SYSCALL_DEFINE4(epoll_wait, int, epfd, struct epoll_event __user *, events, int, maxevents, int, timeout)
/* The maximum number of event must be greater than zero */
if (maxevents <= 0 || maxevents > EP_MAX_EVENTS)
return -EINVAL;
/* Get the "struct file *" for the eventpoll file */
f = fdget(epfd);
if (!f.file)
return -EBADF;
error = -EINVAL;
//必须是epoll文件
if (!is_file_epoll(f.file))
goto error_fput;
//获取epoll结构体
ep = f.file->private_data;
/* Time to fish for events ... */
//获取准备好的事件,传递到用户空间
error = ep_poll(ep, events, maxevents, timeout);
将readly链表上已就绪的fd传递到用户空间,如果没有就绪事件,则根据timeout决定堵塞或者返回
static int ep_poll(struct eventpoll *ep, struct epoll_event __user *events, int maxevents, long timeout)
if (timeout > 0) {
struct timespec end_time = ep_set_mstimeout(timeout);
slack = select_estimate_accuracy(&end_time);
to = &expires;
*to = timespec_to_ktime(end_time);
} else if (timeout == 0) {
//如果timeout为0,则跳转到check_events检查当前是否有事件发生,没有则直接返回
//如果有事件发生,则将事件发送到用户空间
/*
* Avoid the unnecessary trip to the wait queue loop, if the
* caller specified a non blocking operation.
*/
timed_out = 1;
spin_lock_irqsave(&ep->lock, flags);
goto check_events;
}
//如果没有就绪事件,则堵塞等待事件发生
if (!ep_events_available(ep)) {
/*
* We don't have any available event to return to the caller.
* We need to sleep here, and we will be wake up by
* ep_poll_callback() when events will become available.
*/
//初始化等待节点,将当前进程加入等待节点
wait_queue_t wait;
init_waitqueue_entry(&wait, current);
q->flags = 0;
q->private = p;
q->func = default_wake_function;
//将等待节点加入ep->wq等待队列头部。而在accept流程中是将等待节点加入到等待队列尾部。
//在早期linux版本中,内核对于堵塞在epoll_wait的进程,也是全部唤醒的机制,所以存在和
//accept相似的“惊群”问题。新版本的解决方案也是只会唤醒等待队列上的第一个进程。所以
//新版本linux已经部分解决了epoll的“惊群”问题。所谓部分解决只是在LT模式下存在,ET模式下是不存在的。

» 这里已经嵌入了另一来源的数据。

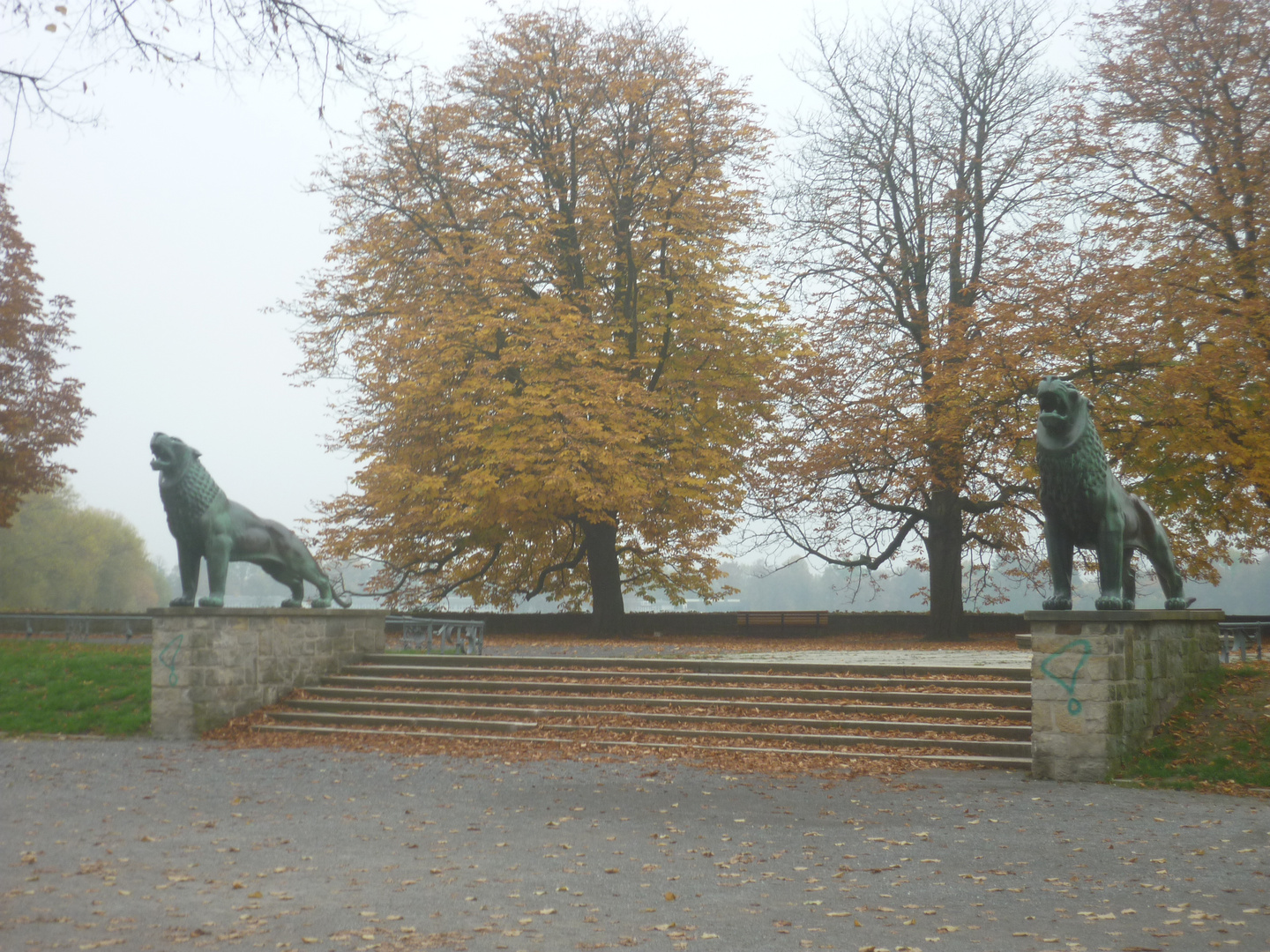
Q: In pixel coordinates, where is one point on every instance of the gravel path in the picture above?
(156, 845)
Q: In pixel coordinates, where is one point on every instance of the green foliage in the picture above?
(1218, 736)
(49, 687)
(58, 555)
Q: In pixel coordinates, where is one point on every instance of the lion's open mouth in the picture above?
(161, 452)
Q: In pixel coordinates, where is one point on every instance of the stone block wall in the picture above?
(208, 666)
(1104, 681)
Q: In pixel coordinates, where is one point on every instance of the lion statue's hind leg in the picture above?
(1129, 580)
(1154, 542)
(286, 576)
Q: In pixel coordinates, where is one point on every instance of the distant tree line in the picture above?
(58, 555)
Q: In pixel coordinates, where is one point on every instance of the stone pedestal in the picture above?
(213, 664)
(1104, 681)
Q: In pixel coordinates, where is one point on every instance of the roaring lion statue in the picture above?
(208, 525)
(1086, 507)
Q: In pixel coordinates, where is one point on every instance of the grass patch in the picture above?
(52, 687)
(1218, 738)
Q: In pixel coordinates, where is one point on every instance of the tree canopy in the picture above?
(60, 555)
(1172, 135)
(40, 412)
(556, 353)
(915, 242)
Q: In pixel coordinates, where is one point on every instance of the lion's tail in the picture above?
(338, 593)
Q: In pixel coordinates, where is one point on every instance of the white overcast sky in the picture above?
(184, 213)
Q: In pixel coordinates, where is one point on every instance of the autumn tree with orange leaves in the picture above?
(1174, 138)
(556, 355)
(40, 410)
(915, 249)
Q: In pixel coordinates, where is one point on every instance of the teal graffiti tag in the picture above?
(168, 658)
(1068, 683)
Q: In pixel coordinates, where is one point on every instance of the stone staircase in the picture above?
(921, 712)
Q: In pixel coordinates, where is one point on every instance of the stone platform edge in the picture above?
(1104, 681)
(208, 666)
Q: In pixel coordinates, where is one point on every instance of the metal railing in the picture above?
(421, 634)
(77, 625)
(1237, 635)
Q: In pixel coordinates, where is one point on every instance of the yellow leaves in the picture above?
(531, 353)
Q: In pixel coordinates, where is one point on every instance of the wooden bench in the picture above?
(419, 634)
(1240, 634)
(782, 620)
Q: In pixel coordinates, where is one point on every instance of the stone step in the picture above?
(546, 714)
(696, 703)
(417, 671)
(548, 701)
(1007, 700)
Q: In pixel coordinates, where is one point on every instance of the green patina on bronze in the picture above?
(1086, 507)
(207, 524)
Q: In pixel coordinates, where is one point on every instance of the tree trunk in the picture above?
(608, 612)
(944, 541)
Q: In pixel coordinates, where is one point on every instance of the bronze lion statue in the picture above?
(207, 524)
(1086, 507)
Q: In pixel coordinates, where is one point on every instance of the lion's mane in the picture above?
(188, 496)
(1071, 480)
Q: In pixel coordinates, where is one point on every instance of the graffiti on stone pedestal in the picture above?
(1079, 651)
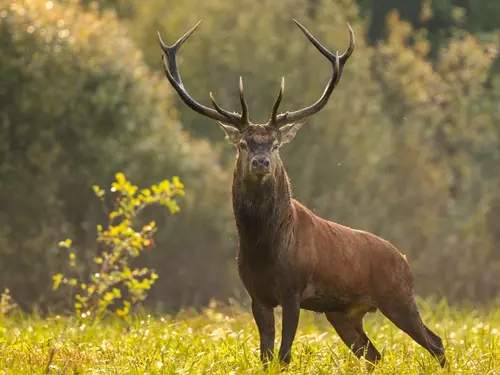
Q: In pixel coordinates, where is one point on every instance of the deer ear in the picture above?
(288, 131)
(233, 134)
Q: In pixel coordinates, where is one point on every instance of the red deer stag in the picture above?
(287, 255)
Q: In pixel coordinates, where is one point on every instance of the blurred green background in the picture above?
(408, 147)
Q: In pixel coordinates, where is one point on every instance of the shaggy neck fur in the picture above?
(262, 210)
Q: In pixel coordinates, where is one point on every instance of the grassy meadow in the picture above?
(224, 341)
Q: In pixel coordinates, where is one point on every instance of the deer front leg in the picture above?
(291, 313)
(264, 318)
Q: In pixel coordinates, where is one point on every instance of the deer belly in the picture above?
(322, 301)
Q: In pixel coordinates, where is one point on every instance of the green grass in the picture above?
(225, 341)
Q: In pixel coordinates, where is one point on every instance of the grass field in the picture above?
(225, 341)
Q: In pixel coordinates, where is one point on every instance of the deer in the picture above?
(287, 255)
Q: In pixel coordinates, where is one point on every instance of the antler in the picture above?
(172, 73)
(338, 63)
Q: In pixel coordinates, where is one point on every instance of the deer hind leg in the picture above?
(405, 315)
(350, 329)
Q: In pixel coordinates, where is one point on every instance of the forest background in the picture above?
(408, 147)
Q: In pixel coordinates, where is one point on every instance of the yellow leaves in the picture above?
(121, 243)
(57, 281)
(66, 243)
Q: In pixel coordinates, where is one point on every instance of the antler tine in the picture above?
(338, 63)
(274, 111)
(169, 59)
(244, 105)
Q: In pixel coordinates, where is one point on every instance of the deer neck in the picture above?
(262, 210)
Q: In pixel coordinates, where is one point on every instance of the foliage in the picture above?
(119, 243)
(407, 147)
(7, 304)
(225, 341)
(77, 103)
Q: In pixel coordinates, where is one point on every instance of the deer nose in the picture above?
(260, 164)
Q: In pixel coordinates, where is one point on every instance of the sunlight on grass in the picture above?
(225, 341)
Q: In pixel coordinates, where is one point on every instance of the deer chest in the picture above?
(267, 281)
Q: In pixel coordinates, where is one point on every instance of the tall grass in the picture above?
(225, 341)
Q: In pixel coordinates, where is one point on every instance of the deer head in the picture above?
(257, 144)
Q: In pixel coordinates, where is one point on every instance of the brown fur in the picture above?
(287, 255)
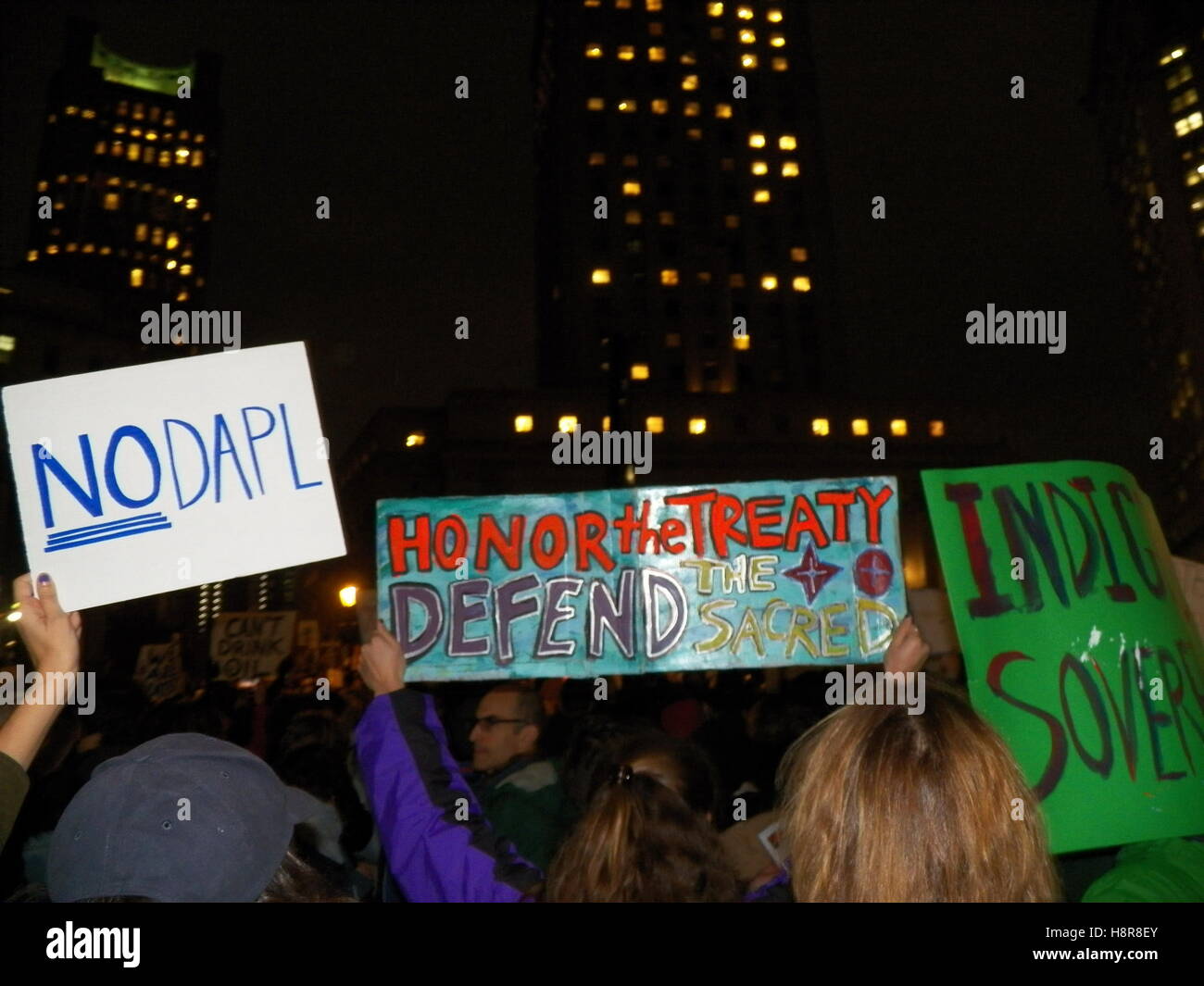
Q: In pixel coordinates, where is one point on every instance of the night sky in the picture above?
(988, 199)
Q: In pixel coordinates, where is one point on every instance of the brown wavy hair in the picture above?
(879, 805)
(648, 833)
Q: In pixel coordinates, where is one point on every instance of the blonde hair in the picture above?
(884, 805)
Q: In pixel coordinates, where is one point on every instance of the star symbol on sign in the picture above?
(811, 573)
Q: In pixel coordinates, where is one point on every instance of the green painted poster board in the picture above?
(1079, 646)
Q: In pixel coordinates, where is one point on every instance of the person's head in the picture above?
(884, 805)
(648, 832)
(184, 818)
(509, 718)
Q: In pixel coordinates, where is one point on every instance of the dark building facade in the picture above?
(694, 125)
(1148, 75)
(129, 168)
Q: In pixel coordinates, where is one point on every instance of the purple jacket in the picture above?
(438, 845)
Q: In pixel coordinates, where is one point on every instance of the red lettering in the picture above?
(489, 537)
(590, 531)
(757, 521)
(400, 543)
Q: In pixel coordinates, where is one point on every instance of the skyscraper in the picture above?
(683, 231)
(1148, 64)
(125, 176)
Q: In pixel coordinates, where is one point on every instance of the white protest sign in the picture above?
(159, 477)
(251, 644)
(159, 672)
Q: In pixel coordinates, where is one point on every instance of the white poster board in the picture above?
(159, 477)
(251, 644)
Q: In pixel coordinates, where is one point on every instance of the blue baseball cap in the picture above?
(184, 818)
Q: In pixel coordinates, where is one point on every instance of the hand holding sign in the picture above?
(51, 636)
(382, 662)
(908, 650)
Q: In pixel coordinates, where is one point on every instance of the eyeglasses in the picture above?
(489, 721)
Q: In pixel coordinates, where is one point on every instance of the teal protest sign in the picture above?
(1079, 645)
(625, 581)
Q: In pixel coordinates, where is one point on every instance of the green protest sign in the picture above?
(1079, 646)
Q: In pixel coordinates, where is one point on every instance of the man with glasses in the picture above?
(519, 793)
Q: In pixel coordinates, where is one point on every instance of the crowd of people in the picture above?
(672, 788)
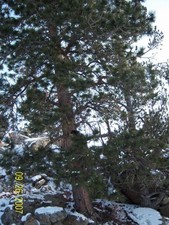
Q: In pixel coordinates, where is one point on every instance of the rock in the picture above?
(31, 204)
(30, 220)
(50, 215)
(11, 217)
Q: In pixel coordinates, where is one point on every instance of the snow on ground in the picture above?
(146, 216)
(48, 210)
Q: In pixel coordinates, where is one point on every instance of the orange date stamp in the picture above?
(18, 191)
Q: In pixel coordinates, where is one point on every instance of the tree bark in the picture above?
(81, 196)
(82, 200)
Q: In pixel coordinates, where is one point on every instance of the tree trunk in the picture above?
(82, 201)
(81, 196)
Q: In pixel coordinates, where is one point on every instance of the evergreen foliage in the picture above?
(75, 62)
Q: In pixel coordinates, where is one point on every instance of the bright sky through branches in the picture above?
(161, 9)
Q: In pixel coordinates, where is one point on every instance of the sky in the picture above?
(161, 9)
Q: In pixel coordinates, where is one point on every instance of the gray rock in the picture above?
(11, 217)
(31, 221)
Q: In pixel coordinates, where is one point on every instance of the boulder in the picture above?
(29, 220)
(11, 217)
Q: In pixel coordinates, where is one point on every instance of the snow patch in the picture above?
(48, 210)
(146, 216)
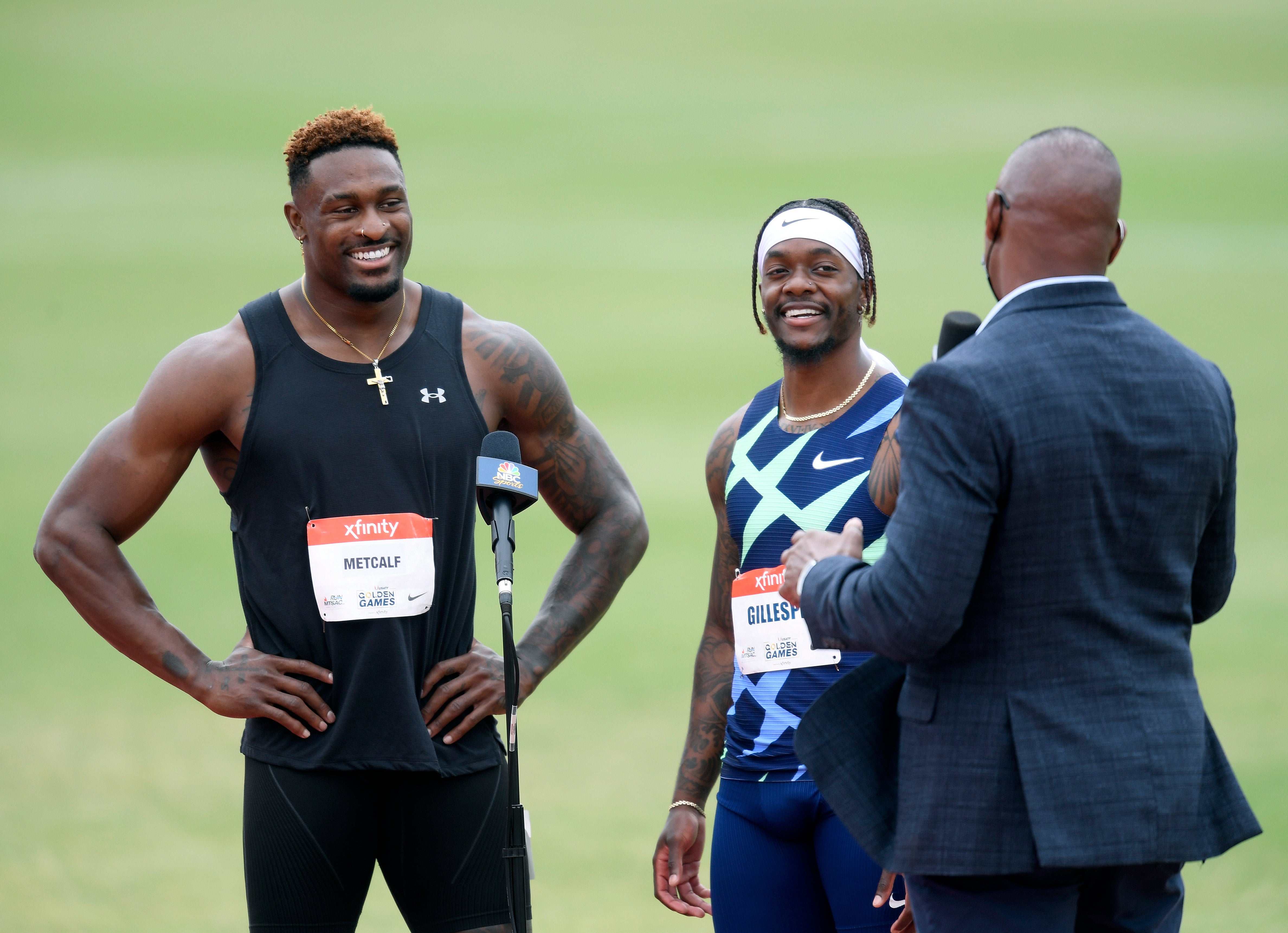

__add_wait_queue_exclusive(&ep->wq, &wait);
wait->flags |= WQ_FLAG_EXCLUSIVE;
__add_wait_queue(q, wait);
for (;;) {
/*
* We don't want to sleep if the ep_poll_callback() sends us
* a wakeup in between. That's why we set the task state
* to TASK_INTERRUPTIBLE before doing the checks.
*/
set_current_state(TASK_INTERRUPTIBLE);
if (ep_events_available(ep) || timed_out)
break;
if (signal_pending(current)) {
res = -EINTR;
break;
}
spin_unlock_irqrestore(&ep->lock, flags);
if (!schedule_hrtimeout_range(to, slack, HRTIMER_MODE_ABS))
timed_out = 1;
spin_lock_irqsave(&ep->lock, flags);
}
__remove_wait_queue(&ep->wq, &wait);
set_current_state(TASK_RUNNING);
}
check_events:
/* Is it worth to try to dig for events ? */
eavail = ep_events_available(ep);
!list_empty(&ep->rdllist) || ep->ovflist != EP_UNACTIVE_PTR;
spin_unlock_irqrestore(&ep->lock, flags);
/*
* Try to transfer events to user space. In case we get 0 events and
* there's still timeout left over, we go trying again in search of
* more luck.
*/
//如果readly链表不为空,说明有事件发生,则调用ep_send_events传递到用户空间
if (!res && eavail &&
!(res = ep_send_events(ep, events, maxevents)) && !timed_out)
goto fetch_events;
return res;
将ready链表上的已就绪事件传递到用户空间
static int ep_send_events(struct eventpoll *ep,
struct epoll_event __user *events, int maxevents)
{
struct ep_send_events_data esed;
esed.maxevents = maxevents;
esed.events = events;
return ep_scan_ready_list(ep, ep_send_events_proc, &esed, 0, false);
}
static int ep_scan_ready_list(struct eventpoll *ep, int (*sproc)(struct eventpoll *,
struct list_head *, void *), void *priv, int depth, bool ep_locked)
{
LIST_HEAD(txlist);
spin_lock_irqsave(&ep->lock, flags);
//将rdlist赋值到txlist
list_splice_init(&ep->rdllist, &txlist);
//将ovslist置为空,以便在ep_poll_callback将又发生的事件临时存放在ovflist中
ep->ovflist = NULL;
spin_unlock_irqrestore(&ep->lock, flags);
/*
* Now call the callback function.
*/
//调用ep_send_events_proc将发生的事件传递到用户程序
error = (*sproc)(ep, &txlist, priv);
spin_lock_irqsave(&ep->lock, flags);
/*
* During the time we spent inside the "sproc" callback, some
* other events might have been queued by the poll callback.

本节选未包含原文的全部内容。